A bill that would have made it a crime to sell pornography to minors in the state died in the Senate Appropriations Committee Friday.
SB 125 was a broad effort to shield minors from exposure to nudity or displays of sexual activity. The bill provided that violation of the ban would be a misdemeanor.
The bill's specific criteria for determining whether sex-related material violated the ban is one source of the controversy surrounding the proposal. The language employed by bill sponsor Sen. Ted Harvey, R-Highlands Ranch, was as follows:
"A material or performance is deemed harmful to minors if the material or performance depicts nudity or sexual activity and if the material or performance, when taken as a whole, meets the following criteria:
(a) a reasonable adult person would find that the material or performance has a predominant tendency to appeal to the prurient interest of minors; and
(b) a reasonable adult person would find that the depiction of nudity or sexual activity in the material or performance is patently offensive to prevailing standards in the adult community concerning what is suitable for minors; and
(c) a reasonable adult person would find that the material or performance lacks serious literary, artistic, political, or scientific value for minors."
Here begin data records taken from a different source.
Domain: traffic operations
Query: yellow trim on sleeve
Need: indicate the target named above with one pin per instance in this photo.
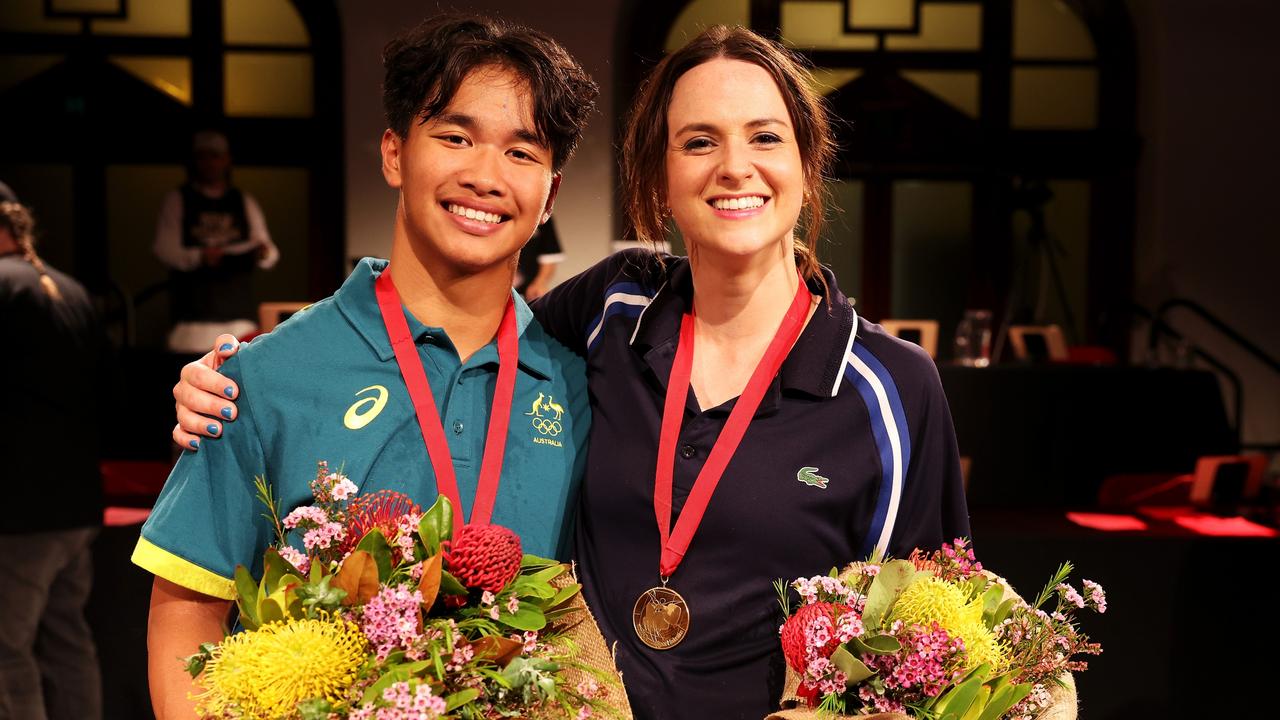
(181, 572)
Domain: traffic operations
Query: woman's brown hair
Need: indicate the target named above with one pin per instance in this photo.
(644, 146)
(18, 222)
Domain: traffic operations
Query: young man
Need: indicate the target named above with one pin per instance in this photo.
(481, 118)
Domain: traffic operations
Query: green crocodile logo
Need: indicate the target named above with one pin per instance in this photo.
(810, 477)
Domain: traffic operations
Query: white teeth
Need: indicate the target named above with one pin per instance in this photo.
(737, 203)
(472, 214)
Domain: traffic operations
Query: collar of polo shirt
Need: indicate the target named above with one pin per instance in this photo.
(356, 300)
(813, 367)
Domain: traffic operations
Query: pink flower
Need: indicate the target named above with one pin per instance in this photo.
(296, 557)
(343, 488)
(391, 618)
(589, 688)
(1096, 596)
(1070, 595)
(306, 514)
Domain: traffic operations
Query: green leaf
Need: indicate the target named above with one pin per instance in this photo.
(246, 592)
(437, 524)
(977, 705)
(991, 601)
(876, 645)
(563, 596)
(955, 702)
(529, 561)
(1002, 611)
(275, 568)
(850, 665)
(375, 545)
(528, 618)
(196, 662)
(886, 588)
(270, 611)
(1002, 700)
(460, 698)
(449, 584)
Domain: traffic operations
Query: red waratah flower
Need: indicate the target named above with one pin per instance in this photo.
(484, 556)
(380, 510)
(794, 642)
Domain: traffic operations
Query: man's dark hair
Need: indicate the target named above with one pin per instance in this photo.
(426, 64)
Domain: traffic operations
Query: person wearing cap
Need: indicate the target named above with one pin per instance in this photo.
(211, 236)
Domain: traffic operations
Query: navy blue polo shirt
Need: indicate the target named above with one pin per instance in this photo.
(851, 450)
(325, 386)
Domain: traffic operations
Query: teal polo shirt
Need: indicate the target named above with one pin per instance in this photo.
(325, 386)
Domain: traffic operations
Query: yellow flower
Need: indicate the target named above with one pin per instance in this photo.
(931, 600)
(266, 673)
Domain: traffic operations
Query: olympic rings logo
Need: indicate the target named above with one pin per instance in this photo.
(547, 427)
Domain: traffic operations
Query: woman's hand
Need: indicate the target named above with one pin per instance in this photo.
(204, 397)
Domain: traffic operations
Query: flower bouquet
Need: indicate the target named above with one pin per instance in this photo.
(933, 637)
(388, 614)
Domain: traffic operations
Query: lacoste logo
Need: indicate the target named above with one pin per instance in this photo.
(810, 477)
(362, 411)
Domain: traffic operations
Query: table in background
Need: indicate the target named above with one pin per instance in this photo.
(1048, 434)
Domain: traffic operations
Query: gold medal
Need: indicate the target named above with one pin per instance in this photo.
(661, 618)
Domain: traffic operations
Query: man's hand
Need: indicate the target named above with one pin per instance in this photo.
(204, 397)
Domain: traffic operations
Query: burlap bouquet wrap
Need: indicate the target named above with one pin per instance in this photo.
(1061, 709)
(590, 648)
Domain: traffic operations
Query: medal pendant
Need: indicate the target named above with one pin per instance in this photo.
(661, 618)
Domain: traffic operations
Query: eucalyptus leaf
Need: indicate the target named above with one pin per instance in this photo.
(977, 705)
(274, 566)
(855, 669)
(1002, 700)
(528, 618)
(437, 524)
(886, 588)
(1002, 611)
(460, 698)
(270, 611)
(877, 645)
(955, 702)
(246, 592)
(376, 546)
(528, 561)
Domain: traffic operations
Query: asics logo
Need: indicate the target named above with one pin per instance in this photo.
(362, 411)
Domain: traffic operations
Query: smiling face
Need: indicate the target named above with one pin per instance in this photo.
(474, 180)
(735, 181)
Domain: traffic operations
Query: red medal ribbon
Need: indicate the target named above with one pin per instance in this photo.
(676, 543)
(429, 419)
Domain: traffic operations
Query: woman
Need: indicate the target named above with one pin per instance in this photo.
(827, 437)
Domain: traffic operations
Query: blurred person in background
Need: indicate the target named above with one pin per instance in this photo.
(211, 236)
(538, 263)
(53, 490)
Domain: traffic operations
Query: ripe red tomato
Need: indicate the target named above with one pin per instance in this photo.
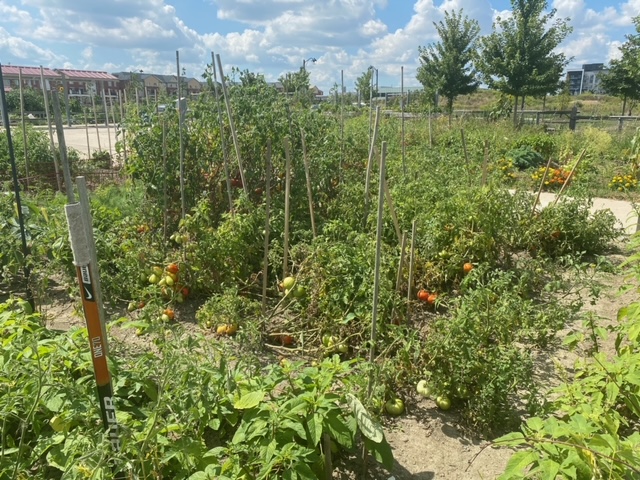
(173, 268)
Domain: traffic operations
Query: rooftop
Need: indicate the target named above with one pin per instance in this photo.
(29, 71)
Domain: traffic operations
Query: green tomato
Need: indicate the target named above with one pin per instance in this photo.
(26, 307)
(59, 424)
(299, 291)
(394, 407)
(424, 389)
(443, 402)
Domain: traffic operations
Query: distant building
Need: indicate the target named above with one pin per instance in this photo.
(30, 76)
(586, 80)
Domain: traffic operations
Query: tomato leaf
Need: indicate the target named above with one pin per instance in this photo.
(249, 400)
(381, 452)
(517, 465)
(368, 426)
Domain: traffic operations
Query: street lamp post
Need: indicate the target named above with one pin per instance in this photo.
(304, 62)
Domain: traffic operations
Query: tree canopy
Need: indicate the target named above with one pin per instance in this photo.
(364, 84)
(623, 78)
(519, 58)
(446, 66)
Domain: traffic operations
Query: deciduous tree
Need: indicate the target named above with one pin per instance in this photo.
(519, 57)
(623, 78)
(446, 66)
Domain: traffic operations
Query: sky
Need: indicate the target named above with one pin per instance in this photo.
(273, 37)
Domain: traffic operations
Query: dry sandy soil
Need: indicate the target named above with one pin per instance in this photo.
(427, 443)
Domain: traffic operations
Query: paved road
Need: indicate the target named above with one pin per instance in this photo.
(80, 136)
(88, 139)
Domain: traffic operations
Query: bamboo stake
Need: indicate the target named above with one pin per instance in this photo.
(165, 225)
(24, 132)
(485, 163)
(376, 277)
(367, 185)
(287, 192)
(26, 268)
(569, 177)
(95, 119)
(403, 248)
(183, 202)
(234, 134)
(86, 131)
(106, 122)
(124, 130)
(404, 149)
(466, 155)
(308, 176)
(51, 142)
(267, 207)
(341, 126)
(430, 134)
(412, 265)
(544, 177)
(225, 151)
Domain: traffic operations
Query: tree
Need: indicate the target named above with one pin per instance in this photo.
(365, 85)
(518, 58)
(623, 78)
(445, 66)
(297, 84)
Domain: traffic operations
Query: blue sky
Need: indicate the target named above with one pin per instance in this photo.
(272, 36)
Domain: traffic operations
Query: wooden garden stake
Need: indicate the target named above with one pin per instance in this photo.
(51, 143)
(544, 177)
(287, 193)
(223, 140)
(24, 131)
(412, 266)
(308, 175)
(267, 206)
(485, 162)
(183, 201)
(376, 277)
(234, 134)
(403, 248)
(95, 119)
(569, 177)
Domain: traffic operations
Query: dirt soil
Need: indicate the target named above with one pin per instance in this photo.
(427, 443)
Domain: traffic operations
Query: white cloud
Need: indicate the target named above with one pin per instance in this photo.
(25, 50)
(373, 28)
(275, 35)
This language was drawn from a federal statute called the Child Online Protection Act, which was enacted into law by Congress in 1998. That law and a predecessor called the Communications Decency Act were ruled unconstitutional as a violation of the First Amendment in two cases decided by the U.S. Supreme Court.
The Court has held that the First Amendment does allow legislatures greater latitude to restrict the access of minors to pornographic material to minors than would be allowed for adults, but there is uncertainty about whether this "community standard" criteria is constitutional. The Court did not have a majority of its members agreeing that the First Amendment allows pornographic material to be banned with such language in either of the cases ruling on the constitutionality of COPA or CDA.
In addition, opponents of the bill have raised concerns that, whether or not it is consistent with the First Amendment to the U.S. Constitution, it has a higher likelihood of being in conflict with the state constitution's speech clause.
In any event, the decision by the Appropriations Committee turned on money, not the freedom of speech.
Republican Sen. Steve Johnson of Fort Collins was apparently perplexed by the majority's conclusion that there's not enough to pay for the bill's mandate.
"There is an appropriate, unexpended, unaccounted for funding source," Johnson said.
SB 125 had previously been approved by the Senate Judiciary Committee when Sen. Dan Gibbs, D-Silverthorne, joined with three Republicans on that committee to support the measure.